Figure 6 shows the implementation in Simulink of equations 14, 15, 16, and the path generator in the Matlab function block.
For the modeling and simulation of the trajectory points tracking control of the mobile robot, equations (19) and (20) for the linear and angular speeds control of the mobile robot were implemented in Simulink. Figure 7 shows the result of the validation and simulation of the trajectory tracking by Lyapunov.

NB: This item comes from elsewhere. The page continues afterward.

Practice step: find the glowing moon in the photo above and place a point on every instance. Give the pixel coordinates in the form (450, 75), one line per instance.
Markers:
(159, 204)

Figure 8 shows the forward and inverse kinematics of the differential drive robot.
III. RESULTS AND ANALYSIS
The figure 9 shows the trajectory tracking results of the real robot, there is a certain margin of error at the beginning of the trajectory of the mobile robot, this is due to the initial values present in the matrix k, equation (17). For the circular trajectory, where the robot starts from position (0,0), and 0° orientation degrees, it is observed that the robot requires more time to reach the desired trajectory, the opposite happens for the straight-line trajectory, it influences the computational expenditure by the processing system and energy consumption by the traction system. Table 1 shows the criterias of the error integral [15] used for selecting the PID adaptive controller. the controller that has the best results is the self-adjusting adaptive in pole assignment.
Motor | Criteria | Self-adjustable controller in phase margin | Self-adjusting controller in pole allocation |
---|---|---|---|
A | IAE | 29.57 | 1.829 |
ICE | 736.3 | 17.31 | |
IAET | 15.64 | 0.077 | |
D | IAE | 29.65 | 1.798 |
ICE | 736.8 | 17.16 | |
IAET | 15.73 | 0.104 |
IV. CONCLUSIONS
The methodology of identification, modeling and control presented in this article allows the permanent online update of the locomotion system engine models, as well as the parameters of the controllers designed to track the trajectories of the differential drive robot, which is an advantage because it achieves more accurate system response compared to traditional identification, modeling and control techniques that have a limited range of operation.
The online identification method implemented allows knowing at any instant of time the mathematical model of the motors, an aspect that is not possible in those techniques where the model is only obtained from physical laws.
The online parameters update of the trajectory tracking controllers, allows movements with precision and smoothness, compared to results obtained with the classic PID controllers evaluated. The execution of smooth trajectories is associated with less control effort and lower energy consumption [16].
The implementation of controllers from the Lyapunov stability analysis, facilitates to the system to work optimally in the event of unexpected changes or disturbances, consequently, the robot may have a better cost-benefit ratio in energy consumption, smoothness of the trajectory, precision of movements, etc.
The proposed methodology provides a strategy to solve path and trajectory tracking control missions. Simulations and experiments were performed in real environments to verify their robustness and efficiency. In addition, taking mathematical models to first-order systems favors the low computational cost of the proposed solution.